Learning Generalizable Program and Architecture Representations for Performance Modeling
Lingda Li, Thomas Flynn, Adolfy Hoisie
TL;DR
PerfVec tackles the challenge of generalizable performance modeling by learning independent, orthogonal representations for programs and microarchitectures and by composing a program’s representation from the representations of its executed instructions. The framework introduces a foundation model for instructions and uses microarchitecture sampling to train without a full architecture model, enabling rapid cross-architecture predictions via a simple dot product between program and microarchitecture representations.

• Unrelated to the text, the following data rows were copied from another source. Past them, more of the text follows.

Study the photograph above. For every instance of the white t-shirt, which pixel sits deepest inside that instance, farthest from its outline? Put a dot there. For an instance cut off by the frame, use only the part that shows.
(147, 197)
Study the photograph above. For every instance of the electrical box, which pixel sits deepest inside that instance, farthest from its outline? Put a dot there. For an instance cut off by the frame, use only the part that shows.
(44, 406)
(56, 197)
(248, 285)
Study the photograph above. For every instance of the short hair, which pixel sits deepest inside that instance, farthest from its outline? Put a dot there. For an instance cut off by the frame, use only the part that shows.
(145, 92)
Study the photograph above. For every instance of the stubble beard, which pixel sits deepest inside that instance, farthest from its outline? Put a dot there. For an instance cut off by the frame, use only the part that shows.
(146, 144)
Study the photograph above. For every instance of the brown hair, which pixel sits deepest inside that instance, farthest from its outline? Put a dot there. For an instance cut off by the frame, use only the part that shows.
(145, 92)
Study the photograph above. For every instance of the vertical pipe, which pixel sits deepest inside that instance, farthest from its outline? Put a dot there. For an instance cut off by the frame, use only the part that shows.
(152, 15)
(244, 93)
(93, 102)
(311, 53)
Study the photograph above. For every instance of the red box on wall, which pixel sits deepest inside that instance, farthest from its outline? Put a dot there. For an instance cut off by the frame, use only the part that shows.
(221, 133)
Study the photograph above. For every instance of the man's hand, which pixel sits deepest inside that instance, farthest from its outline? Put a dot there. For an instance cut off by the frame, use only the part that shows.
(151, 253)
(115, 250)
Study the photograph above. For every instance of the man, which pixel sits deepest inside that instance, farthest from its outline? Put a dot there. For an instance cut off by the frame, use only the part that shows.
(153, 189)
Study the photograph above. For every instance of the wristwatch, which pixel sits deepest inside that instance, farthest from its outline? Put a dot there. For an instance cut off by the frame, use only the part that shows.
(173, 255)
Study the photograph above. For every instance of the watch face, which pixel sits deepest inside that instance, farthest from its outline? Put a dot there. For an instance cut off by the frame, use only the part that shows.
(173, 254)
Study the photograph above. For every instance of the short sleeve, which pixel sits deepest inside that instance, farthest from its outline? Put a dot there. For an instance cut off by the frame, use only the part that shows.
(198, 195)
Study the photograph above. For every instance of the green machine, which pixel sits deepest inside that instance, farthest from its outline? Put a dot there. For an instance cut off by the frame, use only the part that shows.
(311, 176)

Key contributions include (1) a compositional representation scheme $\bm{R}_p = \sum_i \bm{R}_i$ with $T = \bm{R}_p \cdot \bm{M}$, (2) a scalable training strategy combining instruction representation reuse and microarchitecture sampling, and (3) demonstrations of strong accuracy and generality on unseen programs and architectures, plus practical applications in design space exploration and loop tiling analysis. The approach significantly reduces training costs and prediction latency while offering broad applicability, potentially transforming performance modeling workflows in HPC and systems design.
Abstract
Performance modeling is an essential tool in many areas, including performance characterization/optimization, design space exploration, and resource allocation problems, to name a few. However, existing performance modeling approaches have limitations, such as high computational cost for discrete-event simulators, narrow flexibility of hardware emulators, or restricted accuracy/generality of analytical/data-driven models. To address these limitations, this paper proposes PerfVec, a novel deep learning-based performance modeling framework that learns high-dimensional and independent/orthogonal program and microarchitecture representations. Once learned, a program representation can be used to predict its performance on any microarchitecture, and likewise, a microarchitecture representation can be applied in the performance prediction of any program. Additionally, PerfVec yields a foundation model that captures the performance essence of instructions, which can be directly used by developers in numerous performance modeling related tasks without incurring its training cost. The evaluation demonstrates that PerfVec is more general and efficient than previous approaches.